County of Wayne v. Hathcock

Supreme Court of Michigan, 2004

Facts:

Citizens were concerned about the noise a new airport would generate. To ease these concerns, plaintiff county agreed to buy the surrounding land. It was required to put the land to a productive use however, and so the county proposed buying much more land and converting it into a "technology park". The nineteen defendants refused to sell their land, so the county initiated action to condemn the parcels, which defendants challenge the constitutionality of.

Procedural History:

  • Trial court held that the county's project sered a public purpose.

  • Court of appeals affirmed.

Issue:

Is starting a technology park a public use?

Rule:

Page 898For the condemned property to be a public use, it must either:

  1. Involve extreme public necessity that only the government can effect,
  2. Be transferred to a private entity still accountable to the public in its use of the property, or
  3. Be selected based on public concern, not based on the subsequent use of the land.

Reasoning:

  • The country contains many office parks formed without government intervention. Therefore forming this one does not require the exercise of eminent domain.

  • Plaintiff intends the businesses purchasing the defendants' properties to pursue their own financial benefit, not the public's. No mechanism even exists to ensure that a business did so anyway.

  • Nothing about condemning defendants' properties serves the public good. The only benefits proposed arise after being acquired by the county.

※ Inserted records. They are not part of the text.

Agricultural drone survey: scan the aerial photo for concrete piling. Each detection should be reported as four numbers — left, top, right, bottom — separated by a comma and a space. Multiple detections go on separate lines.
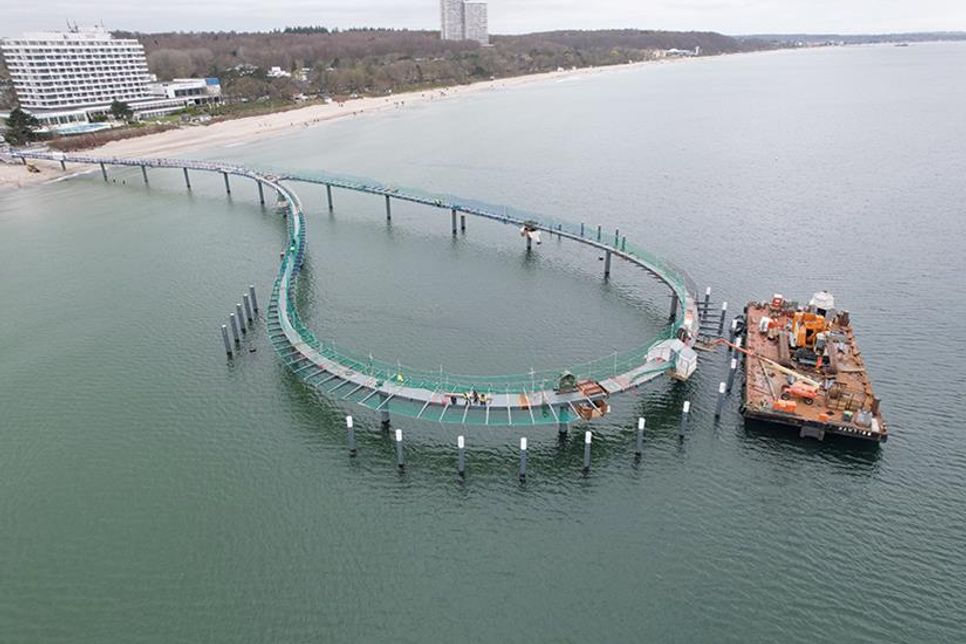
634, 418, 644, 456
345, 416, 356, 456
228, 313, 241, 344
725, 358, 738, 394
456, 436, 466, 478
379, 394, 391, 429
557, 407, 570, 436
520, 436, 527, 481
678, 400, 691, 438
235, 303, 248, 333
221, 324, 231, 358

  • While the Michigan Constitution allows transferring property to private individuals, it does not allow it for the property to be used privately. As this would be understood to not be a public use, the condemnations proposed are unconstitutional. Classifying business with an economic benefit as a public use would justify the exercise of eminent domain in any case, as every business has some economic benefit. Every land right would be threatened by the expansion of any large retailer who would put one's land to more benefit that he would.

Holding:

No, private businesses' use is not a public use. Reversed.